Dieser Reader versammelt schriftliche Ausarbeitungen einiger Referate, die im Rahmen des Oberseminars Hexerei, Zauberei und Magie im Verlaufe des WS 2002/03 gehalten wurden. Die Beiträge befassen sich mit auf den ersten Blick sehr verschiedenartigen Erscheinungen in unterschiedlichen Teilen der Welt: Von magischen oder schamanistischen Praktiken in der tibetischen Volksreligion über Konzeptionen von Hexerei/ Magie/ Krankenheilung in afroamerikanischen Kulten bis hin zu Spiritismus, Satanismus und modernen Hexen in urbanen Zentren moderner westlicher Gesellschaften, vor allem Hamburg. Diese scheinbare thematische Heterogenität war nicht von Anfang an abzusehen. Vielmehr begann das Seminar ganz konventionell mit dem Versuch, aus der Diskussion klassischer religionsethnologischer Texte Begriffsbestimmungen und Fragestellungen zu entwickeln: Was ist „Hexerei“ im Unterschied zu „Magie“?
Welche Variablen solcher Vorstellungen und Praktiken, welche Merkmale ihrer gesellschaftlichen Einbettung sind bisher theoretisch herausgearbeitet worden? Inwieweit taugen sie als Bestandteile eines gemeinsamen Analyserahmens, der allen Beiträgen zugrunde liegen sollte? Erste Zweifel am Sinn eines solchen Vorgehens wurden durch zwei Gastvorträge geweckt, in denen uns über das Hamburger „Hexenarchiv“ und von der persönlichen Wahrnehmung einer bei den Mijikenda (Ostafrika) initiierten mganga berichtet wurde.
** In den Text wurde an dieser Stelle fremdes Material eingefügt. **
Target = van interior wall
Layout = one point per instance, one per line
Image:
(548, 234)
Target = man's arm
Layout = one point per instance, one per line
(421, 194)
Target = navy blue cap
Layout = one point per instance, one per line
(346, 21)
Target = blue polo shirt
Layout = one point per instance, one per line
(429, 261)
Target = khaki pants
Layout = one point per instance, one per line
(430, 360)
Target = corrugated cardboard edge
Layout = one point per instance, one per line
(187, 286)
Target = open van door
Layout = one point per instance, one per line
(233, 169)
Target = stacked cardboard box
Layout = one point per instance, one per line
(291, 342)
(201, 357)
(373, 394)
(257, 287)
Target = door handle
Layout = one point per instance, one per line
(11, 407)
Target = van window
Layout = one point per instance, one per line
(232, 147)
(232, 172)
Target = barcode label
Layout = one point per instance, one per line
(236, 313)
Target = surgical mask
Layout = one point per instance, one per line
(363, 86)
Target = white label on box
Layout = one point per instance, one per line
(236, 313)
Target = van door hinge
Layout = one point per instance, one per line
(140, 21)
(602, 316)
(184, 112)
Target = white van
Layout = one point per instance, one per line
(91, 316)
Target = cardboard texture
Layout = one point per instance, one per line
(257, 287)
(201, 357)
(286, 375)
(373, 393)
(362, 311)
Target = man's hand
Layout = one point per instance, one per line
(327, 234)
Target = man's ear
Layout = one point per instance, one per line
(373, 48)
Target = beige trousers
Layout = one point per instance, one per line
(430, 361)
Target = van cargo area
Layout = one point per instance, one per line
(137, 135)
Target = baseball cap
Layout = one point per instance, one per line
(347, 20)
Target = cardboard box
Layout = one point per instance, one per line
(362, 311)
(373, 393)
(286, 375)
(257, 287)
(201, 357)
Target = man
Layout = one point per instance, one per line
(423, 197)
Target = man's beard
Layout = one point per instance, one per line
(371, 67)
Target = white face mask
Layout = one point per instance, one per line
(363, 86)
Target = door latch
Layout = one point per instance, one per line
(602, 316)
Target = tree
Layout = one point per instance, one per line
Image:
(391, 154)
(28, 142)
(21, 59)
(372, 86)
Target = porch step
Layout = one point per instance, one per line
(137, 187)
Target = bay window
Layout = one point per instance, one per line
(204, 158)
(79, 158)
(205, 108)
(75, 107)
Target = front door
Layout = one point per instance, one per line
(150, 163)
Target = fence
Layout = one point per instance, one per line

Die Bedenken verdichteten sich im Verlauf einer Diskussion der beiden einleitenden Kapitel in Susan Greenwood's Magic, Witchcraft and the Otherworld, einer 2000 erschienenen Untersuchung „paganistischer“ Zirkel im Großraum London, wo die gewohnten Unterscheidungen zwischen Hexe(r)n, Magier(inne)n, Druid(inn)en oder Schaman(inn)en sehr zum Verdruss ordnungsliebender Wissenschaftler nicht gemacht werden.
Inhaltsverzeichnis
- Einleitung
- „Traditioneller“ Hexenglaube in Deutschland und Frankreich im 20. Jahrhundert
- Magie in der kubanischen Santería
- Trance und Besessenheit in der kubanischen Santería
- Magie und Krankheitsbehandlung in der Umbanda
- Der Voodookult auf Haiti
- Magische und schamanistische Praktiken in der tibetischen Bön-Religion
- Anderswelten: Geister und Magie in Hamburg
- Kardecismus und die Konstruktion von Wirklichkeiten: Eine Dokumentation über Kardecisten in Hamburg
- Der Satanismus: Betrachtung eines vielgestaltigen Phänomens
Zielsetzung und Themenschwerpunkte
Das Seminar "Hexerei, Zauberei und Magie" zielte auf eine Bestandsaufnahme von Praktiken und Vorstellungen ab, die darauf abzielen, Kräfte einer "anderen" Welt ins Diesseits zu holen und für bestimmte Zwecke einzusetzen. Dabei wurde eine flexible Konzeption verfolgt, die den Sichtweisen der Akteure gerecht wird und verschiedene Phänomene wie Schamanismus, Voodoo oder Wicca einbezieht. Die Beiträge untersuchen die Faktizität der untersuchten Sachverhalte ohne vorschnelle Schlussfolgerungen.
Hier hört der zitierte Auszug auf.